Cosa scrive don Turchini?
«E’ grave!
Anche se in Italia non ci si scandalizza più di tanto, perché – purtroppo – ci siamo abituati, questo non diminuisce la sua gravità. Con l’operazione “Cashback” il servizio pubblico ha fallito l’ennesima prova di efficienza.
Ripeto: è grave!
Si può giustamente attribuire la colpa al governo di turno, ma è evidente a tutti che l’equazione che equipara servizio pubblico con inefficienza è consolidata».
Naturalmente si sta parlando della invenzione del governo Conte per incentivare l’utilizzo dei pagamenti elettronici, che al debutto è stata da molti definita un fallimento grazie ai disservizi dell’applicazione “IO” andata subito in tilt.
Non si tratta solo di una figuraccia, ma di una pessima prova di democrazia, spiega il “don”: «Chi vive in un sistema democratico deve vivere l’esperienza che tale sistema sia conveniente, che risponda in modo efficiente alle sue esigenze; si deve sentire custodito a fronte della sua fragilità perché il bene comune è davvero tutelato, e tutto ciò che lo riguarda personalmente viene compreso nella cura del bene comune.

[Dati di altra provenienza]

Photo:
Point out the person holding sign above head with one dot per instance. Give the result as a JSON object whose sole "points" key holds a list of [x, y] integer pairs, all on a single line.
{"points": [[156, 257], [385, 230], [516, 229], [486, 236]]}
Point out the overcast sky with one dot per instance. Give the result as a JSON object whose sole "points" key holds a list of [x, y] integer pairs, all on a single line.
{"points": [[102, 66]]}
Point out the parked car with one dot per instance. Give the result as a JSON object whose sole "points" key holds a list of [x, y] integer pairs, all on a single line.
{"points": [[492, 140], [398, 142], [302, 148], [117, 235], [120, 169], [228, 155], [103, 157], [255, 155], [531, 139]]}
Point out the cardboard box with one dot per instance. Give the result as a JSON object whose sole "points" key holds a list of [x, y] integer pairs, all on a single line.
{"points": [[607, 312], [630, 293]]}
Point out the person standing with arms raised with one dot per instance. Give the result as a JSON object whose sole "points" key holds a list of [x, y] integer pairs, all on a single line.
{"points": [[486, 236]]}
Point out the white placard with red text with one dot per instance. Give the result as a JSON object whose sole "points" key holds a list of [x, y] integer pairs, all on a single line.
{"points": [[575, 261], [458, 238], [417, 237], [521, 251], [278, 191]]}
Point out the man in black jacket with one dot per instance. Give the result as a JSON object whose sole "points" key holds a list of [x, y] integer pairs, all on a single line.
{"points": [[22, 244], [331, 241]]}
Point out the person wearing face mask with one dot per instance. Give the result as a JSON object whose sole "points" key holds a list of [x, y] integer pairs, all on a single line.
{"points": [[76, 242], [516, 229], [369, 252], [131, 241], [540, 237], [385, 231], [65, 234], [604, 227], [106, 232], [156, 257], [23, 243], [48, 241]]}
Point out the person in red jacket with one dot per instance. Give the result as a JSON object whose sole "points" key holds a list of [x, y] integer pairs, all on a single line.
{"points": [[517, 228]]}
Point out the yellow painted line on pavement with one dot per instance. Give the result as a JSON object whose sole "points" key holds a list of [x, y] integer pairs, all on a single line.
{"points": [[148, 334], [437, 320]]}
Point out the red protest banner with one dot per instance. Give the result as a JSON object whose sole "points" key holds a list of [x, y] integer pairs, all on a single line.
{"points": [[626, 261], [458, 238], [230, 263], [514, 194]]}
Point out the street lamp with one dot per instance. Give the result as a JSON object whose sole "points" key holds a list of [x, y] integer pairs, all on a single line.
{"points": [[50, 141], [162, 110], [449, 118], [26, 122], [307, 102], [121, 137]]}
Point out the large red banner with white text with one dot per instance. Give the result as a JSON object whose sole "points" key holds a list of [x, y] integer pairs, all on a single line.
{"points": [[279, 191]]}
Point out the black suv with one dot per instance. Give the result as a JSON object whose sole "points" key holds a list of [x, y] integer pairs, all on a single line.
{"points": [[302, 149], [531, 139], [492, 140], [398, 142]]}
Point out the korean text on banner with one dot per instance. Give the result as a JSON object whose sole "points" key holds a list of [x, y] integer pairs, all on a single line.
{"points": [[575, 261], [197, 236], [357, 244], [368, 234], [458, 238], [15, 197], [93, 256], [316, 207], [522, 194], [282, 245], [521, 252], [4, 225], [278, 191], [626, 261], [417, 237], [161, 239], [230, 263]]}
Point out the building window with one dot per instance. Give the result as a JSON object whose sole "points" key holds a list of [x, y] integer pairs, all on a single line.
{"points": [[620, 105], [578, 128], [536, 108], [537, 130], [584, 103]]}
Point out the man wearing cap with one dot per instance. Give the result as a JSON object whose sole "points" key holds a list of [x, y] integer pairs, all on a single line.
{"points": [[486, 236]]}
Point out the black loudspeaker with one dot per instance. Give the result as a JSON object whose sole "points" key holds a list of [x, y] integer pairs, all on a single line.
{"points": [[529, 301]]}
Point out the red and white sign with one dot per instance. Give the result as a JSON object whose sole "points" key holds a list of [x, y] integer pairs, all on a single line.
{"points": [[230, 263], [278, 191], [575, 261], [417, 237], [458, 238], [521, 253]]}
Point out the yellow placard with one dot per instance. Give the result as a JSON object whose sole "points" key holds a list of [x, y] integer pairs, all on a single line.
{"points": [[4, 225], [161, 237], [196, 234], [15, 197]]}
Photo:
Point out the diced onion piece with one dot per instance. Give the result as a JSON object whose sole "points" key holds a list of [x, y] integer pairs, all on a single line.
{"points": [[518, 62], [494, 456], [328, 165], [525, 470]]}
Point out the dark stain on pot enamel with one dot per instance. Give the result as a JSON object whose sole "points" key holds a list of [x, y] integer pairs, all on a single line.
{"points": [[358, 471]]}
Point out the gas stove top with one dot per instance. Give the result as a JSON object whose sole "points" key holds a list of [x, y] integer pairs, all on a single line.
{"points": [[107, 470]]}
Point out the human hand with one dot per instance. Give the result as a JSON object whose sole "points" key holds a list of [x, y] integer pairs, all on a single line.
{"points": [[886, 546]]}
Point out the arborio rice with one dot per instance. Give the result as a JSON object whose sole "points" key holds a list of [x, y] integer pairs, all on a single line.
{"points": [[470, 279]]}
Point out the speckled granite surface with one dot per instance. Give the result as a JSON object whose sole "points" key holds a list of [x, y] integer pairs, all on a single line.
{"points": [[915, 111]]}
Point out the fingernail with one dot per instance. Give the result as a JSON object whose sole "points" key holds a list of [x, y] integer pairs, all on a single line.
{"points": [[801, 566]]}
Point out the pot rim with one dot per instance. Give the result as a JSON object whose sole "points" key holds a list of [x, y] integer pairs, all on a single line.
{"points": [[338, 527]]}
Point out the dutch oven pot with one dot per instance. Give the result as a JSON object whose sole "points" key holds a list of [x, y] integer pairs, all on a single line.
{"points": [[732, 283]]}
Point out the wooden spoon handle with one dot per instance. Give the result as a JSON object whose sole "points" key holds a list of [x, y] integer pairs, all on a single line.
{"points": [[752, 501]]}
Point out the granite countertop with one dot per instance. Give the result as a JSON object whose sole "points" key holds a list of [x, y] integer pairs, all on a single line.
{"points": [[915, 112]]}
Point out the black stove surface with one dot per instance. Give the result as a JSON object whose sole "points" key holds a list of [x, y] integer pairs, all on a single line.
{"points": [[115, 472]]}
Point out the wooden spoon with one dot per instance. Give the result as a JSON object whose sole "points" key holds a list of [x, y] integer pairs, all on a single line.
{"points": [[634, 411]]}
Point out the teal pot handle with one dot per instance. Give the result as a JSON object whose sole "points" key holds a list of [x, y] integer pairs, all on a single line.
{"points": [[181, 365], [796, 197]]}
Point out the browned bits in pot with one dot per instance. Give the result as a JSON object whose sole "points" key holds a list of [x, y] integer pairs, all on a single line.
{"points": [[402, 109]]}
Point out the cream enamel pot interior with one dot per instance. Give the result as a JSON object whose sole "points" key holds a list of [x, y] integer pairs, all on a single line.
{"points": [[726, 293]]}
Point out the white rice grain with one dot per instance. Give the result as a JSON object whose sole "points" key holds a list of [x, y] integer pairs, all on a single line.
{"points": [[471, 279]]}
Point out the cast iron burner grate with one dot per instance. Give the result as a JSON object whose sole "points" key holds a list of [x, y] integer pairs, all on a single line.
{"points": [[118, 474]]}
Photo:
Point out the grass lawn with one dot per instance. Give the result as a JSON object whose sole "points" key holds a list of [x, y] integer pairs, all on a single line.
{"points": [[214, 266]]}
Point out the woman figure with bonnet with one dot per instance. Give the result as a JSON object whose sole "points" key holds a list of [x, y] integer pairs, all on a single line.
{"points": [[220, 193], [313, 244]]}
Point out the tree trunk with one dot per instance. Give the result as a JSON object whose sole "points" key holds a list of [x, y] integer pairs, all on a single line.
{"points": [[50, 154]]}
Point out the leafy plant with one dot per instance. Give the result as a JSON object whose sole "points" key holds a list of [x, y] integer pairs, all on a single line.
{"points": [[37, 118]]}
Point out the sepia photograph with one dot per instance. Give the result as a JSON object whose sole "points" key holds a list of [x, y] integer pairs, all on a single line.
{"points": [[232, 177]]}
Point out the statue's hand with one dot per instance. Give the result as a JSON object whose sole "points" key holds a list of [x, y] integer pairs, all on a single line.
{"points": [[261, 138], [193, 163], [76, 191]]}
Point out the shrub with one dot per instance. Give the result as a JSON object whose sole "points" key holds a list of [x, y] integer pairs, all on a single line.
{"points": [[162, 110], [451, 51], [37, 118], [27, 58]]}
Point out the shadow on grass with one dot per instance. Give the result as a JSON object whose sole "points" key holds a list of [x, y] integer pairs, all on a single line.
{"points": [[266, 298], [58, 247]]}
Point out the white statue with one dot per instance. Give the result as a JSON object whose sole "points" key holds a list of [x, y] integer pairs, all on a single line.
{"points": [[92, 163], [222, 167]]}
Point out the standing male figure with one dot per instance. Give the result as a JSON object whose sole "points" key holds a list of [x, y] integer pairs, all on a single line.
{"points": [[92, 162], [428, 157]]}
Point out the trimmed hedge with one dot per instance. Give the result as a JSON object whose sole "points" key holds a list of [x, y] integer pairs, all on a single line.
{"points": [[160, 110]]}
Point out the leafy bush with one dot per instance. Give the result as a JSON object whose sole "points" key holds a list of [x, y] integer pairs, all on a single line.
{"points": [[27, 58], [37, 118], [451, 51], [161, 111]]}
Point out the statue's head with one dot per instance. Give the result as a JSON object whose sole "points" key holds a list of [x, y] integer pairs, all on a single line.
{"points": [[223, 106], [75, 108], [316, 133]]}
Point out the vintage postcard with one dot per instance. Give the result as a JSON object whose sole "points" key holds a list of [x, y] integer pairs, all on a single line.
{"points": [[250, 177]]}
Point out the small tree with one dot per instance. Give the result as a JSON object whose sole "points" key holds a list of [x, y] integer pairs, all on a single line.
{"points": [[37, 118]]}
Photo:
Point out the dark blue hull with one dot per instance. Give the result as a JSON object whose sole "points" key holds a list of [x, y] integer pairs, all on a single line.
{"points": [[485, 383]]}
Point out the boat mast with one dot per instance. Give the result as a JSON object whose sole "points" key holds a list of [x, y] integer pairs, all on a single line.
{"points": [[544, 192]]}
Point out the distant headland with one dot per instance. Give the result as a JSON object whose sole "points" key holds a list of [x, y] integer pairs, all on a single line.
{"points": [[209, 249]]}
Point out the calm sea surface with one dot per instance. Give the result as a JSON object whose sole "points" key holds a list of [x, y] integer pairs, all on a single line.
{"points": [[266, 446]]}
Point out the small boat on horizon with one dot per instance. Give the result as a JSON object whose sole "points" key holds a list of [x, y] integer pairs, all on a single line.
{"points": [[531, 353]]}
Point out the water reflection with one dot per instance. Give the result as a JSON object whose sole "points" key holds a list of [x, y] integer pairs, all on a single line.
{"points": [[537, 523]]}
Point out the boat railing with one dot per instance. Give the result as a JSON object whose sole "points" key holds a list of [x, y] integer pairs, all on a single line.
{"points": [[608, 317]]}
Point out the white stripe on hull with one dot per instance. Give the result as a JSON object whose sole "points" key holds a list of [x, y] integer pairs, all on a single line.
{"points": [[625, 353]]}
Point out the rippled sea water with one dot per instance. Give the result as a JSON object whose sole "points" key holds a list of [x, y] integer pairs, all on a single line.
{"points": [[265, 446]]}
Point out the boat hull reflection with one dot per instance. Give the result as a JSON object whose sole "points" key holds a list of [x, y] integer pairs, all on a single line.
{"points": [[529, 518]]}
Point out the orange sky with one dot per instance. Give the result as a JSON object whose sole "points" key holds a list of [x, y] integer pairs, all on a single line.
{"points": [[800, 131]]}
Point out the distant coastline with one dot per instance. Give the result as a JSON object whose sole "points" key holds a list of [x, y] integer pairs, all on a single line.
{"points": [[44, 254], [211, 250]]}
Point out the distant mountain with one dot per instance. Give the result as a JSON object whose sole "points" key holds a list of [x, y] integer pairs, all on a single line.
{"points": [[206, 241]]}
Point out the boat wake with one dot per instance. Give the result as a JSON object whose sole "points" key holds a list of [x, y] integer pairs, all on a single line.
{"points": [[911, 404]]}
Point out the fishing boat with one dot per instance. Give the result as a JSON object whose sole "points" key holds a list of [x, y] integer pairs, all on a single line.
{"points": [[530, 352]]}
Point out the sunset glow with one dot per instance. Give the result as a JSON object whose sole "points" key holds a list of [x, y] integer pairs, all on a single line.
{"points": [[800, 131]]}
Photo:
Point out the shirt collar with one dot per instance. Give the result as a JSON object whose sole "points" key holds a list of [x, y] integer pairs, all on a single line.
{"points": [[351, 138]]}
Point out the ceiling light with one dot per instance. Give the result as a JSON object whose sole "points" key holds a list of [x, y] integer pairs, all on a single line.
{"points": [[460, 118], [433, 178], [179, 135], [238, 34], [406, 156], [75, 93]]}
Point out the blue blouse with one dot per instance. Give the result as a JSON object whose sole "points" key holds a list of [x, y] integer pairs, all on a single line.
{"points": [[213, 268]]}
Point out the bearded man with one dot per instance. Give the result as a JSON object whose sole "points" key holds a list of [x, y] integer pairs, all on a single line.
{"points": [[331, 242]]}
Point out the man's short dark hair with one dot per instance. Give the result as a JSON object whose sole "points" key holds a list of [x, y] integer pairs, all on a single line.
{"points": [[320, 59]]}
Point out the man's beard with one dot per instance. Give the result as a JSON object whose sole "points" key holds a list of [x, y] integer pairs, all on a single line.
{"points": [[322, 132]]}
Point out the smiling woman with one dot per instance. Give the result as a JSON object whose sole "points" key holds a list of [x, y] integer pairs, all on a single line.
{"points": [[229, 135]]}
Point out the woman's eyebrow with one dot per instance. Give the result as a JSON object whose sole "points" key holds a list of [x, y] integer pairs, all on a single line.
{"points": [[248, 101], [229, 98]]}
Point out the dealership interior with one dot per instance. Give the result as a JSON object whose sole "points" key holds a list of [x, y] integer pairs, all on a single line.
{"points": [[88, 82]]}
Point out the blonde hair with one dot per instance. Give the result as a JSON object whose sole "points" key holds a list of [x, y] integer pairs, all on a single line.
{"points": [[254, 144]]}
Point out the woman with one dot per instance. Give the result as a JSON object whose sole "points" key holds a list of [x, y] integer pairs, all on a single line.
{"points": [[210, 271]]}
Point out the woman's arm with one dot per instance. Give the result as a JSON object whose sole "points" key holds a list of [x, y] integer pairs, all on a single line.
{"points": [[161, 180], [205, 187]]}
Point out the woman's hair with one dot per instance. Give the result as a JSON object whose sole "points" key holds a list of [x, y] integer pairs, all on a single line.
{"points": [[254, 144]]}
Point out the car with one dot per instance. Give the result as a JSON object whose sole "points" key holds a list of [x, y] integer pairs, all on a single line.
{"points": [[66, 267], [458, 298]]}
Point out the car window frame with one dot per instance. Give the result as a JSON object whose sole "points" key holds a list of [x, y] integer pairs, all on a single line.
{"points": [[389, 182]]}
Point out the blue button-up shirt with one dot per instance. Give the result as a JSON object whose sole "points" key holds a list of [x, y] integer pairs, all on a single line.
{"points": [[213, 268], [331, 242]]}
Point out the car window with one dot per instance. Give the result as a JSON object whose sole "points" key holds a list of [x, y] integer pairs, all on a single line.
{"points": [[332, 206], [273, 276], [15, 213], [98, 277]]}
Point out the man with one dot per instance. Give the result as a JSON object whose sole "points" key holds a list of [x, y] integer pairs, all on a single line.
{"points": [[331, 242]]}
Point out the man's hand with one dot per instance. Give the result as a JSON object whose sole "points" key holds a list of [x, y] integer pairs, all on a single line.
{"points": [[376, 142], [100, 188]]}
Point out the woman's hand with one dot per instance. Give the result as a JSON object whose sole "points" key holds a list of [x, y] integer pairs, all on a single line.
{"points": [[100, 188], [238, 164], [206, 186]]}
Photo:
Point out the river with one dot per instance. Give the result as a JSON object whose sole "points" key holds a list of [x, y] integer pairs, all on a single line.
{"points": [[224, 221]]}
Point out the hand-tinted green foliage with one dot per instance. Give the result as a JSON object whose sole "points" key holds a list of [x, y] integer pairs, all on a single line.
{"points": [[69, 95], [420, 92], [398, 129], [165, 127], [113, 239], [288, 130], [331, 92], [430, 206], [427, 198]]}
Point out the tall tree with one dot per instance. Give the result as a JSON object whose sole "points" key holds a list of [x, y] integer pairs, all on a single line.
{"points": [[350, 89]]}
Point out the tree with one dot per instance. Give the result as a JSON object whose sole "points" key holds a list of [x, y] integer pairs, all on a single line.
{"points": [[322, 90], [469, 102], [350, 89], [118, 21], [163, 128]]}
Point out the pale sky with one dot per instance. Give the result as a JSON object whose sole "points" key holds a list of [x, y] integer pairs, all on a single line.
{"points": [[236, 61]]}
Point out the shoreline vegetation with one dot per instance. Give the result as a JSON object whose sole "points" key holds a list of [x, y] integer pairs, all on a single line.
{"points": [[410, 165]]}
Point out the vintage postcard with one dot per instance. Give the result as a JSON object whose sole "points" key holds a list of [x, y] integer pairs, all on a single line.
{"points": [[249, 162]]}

Un sistema che si dice democratico, ma che dà frequentemente prova di inefficienza, o dove la percezione dei cittadini è di insicurezza e di scarsa tutela e cura da parte di chi gestisce il servizio pubblico statale, è un sistema che presenta un grave rischio di tenuta. Non si può continuamente provocare delusione, frustrazione, senso di sfiducia e poi pensare che i cittadini siano corresponsabili rispetto alla difesa del bene comune. Per questo è grave!»
Va giù pari don Turchini: «Quest’ultima prova di inefficienza rispetto ad un progetto promosso direttamente dal Governo del Paese per combattere l’evasione fiscale, incentivare il commercio di prossimità e venire incontro – seppure simbolicamente – alle difficoltà delle famiglie è tanto più grave quanto più esso si presenta come un’innovazione, come qualcosa che facilita, come la risposta semplice a problemi importanti. Non è ammissibile che in un progetto nuovo, in cui si investono risorse umane ed economiche si fallisca così miseramente (per l’ennesima volta)».
Non è una bocciatura su tutta la linea, però, perché don Turchini salva i «tanti esempi di buona efficienza nelle cose dello Stato sia nel campo della sanità, come della scuola, della pubblica amministrazione e della cura della fragilità…». Merito non tanto delle strutture pubbliche in quanto tali, quanto piuttosto delle «singole persone che si impegnano oltre il dovuto, impiegando energie e tempo oltre il loro orario di lavoro, per consentire alle cose di funzionare a beneficio di tutti» e che vanno ringraziate, conclude. Un sistema funziona, conclude, «solo se le persone si coinvolgono personalmente e fanno del loro meglio perché il servizio risulti davvero efficiente. Mi piacerebbe che l’impegno di queste persone fosse riconosciuto, non tanto in termini economici, ma come un contributo essenziale al bene comune, che esse rappresentino non l’eccezione, ma il modello che consente a ciò che è pubblico e statale di essere davvero un servizio efficiente per tutti. Allora anche la nostra democrazia sarà un po’ più al sicuro». Toni che don Turchini non ha forse mai utilizzato nei confronti della politica che gestisce le istituzioni pubbliche, men che meno di quella locale e regionale, anche quando non sono mancate le occasioni. Dal nuovo incarico si sente forse più libero di tirare le orecchie ai politici. Anche quelle di un presidente del Consiglio amato a Santa Marta? Se lo ha fatto, avrà anche calcolato il «rinculo».